University of Pittsburgh

The Dickson Prize in Medicine

2022 Dickson Prize Winner

Recipient

Carolyn Bertozzi, PhD

Anne T. and Robert M. Bass Professor of Chemistry, Stanford University

Investigator, Howard Hughes Medical Institute

Carolyn Bertozzi, PhD, is the 2022 recipient of the Dickson Prize in Medicine, the University of Pittsburgh School of Medicine’s highest honor.

Bertozzi founded the field of "bioorthogonal chemistry," a class of chemical reactions compatible with living systems.

Bertozzi’s research interests span the disciplines of chemistry and biology, with an emphasis on studies of how sugar molecules on cell surfaces are important contributors to diseases like cancer, inflammation and bacterial infection. Her lab has identified ways to modify these sugar molecules through bioorthogonal chemistry – a method that employs chemical reactions that do not interfere with normal cellular processes. This approach has allowed her to develop new therapeutic approaches to treat many diseases, including most recently in the field of cancer immunotherapy. 

Bertozzi is the Anne T. and Robert M. Bass Professor of Chemistry at Stanford University and a Howard Hughes Medical Institute investigator. 
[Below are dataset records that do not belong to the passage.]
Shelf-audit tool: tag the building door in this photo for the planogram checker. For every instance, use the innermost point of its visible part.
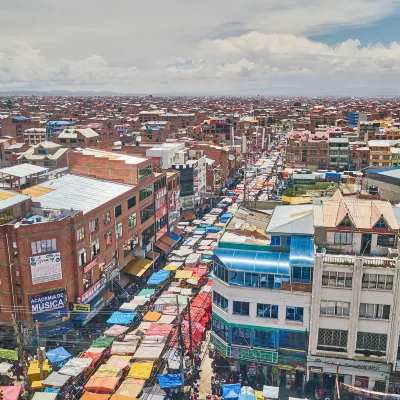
(366, 243)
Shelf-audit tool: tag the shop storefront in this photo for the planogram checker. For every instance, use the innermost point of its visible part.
(363, 374)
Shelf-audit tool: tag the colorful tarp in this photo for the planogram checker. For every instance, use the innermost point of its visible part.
(119, 318)
(102, 384)
(152, 316)
(170, 380)
(140, 370)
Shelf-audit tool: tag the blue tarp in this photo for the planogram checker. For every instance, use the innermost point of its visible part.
(120, 318)
(213, 229)
(58, 355)
(175, 237)
(231, 391)
(225, 216)
(253, 261)
(301, 251)
(170, 380)
(158, 277)
(51, 390)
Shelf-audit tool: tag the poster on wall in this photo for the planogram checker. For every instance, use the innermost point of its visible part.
(46, 268)
(48, 307)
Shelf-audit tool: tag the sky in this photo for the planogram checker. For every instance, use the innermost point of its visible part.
(226, 47)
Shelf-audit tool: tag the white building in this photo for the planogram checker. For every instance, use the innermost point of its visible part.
(354, 320)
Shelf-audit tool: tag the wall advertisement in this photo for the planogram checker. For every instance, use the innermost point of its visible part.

In addition to her research, Bertozzi works actively to translate her science into new therapies. She has cofounded several startups, including Redwood Bioscience, Enable Biosciences, InterVenn Biosciences, OliLux Biosciences and Lycia Therapeutics.

Bertozzi earned her undergraduate degree in chemistry from Harvard University and her PhD in chemistry from the University of California, Berkeley. After completing her postdoctoral research at the University of California, San Francisco, she joined the faculty of the University of California, Berkeley in 1996.  A Howard Hughes Medical Institute investigator since 2000, she became a Stanford University faculty member in 2015 and was among the first faculty to join the interdisciplinary institute known as Sarafan ChEM-H (Chemistry, Engineering and Medicine for Human Health). She is now the Baker Family Director of Sarafan ChEM-H.

Bertozzi has received numerous national and international honors and awards for her research, including a MacArthur Fellowship in 1999 and the Wolf Prize in Chemistry in 2022. She is a member of the National Academy of Medicine, the National Academy of Sciences and the American Academy of Arts and Sciences.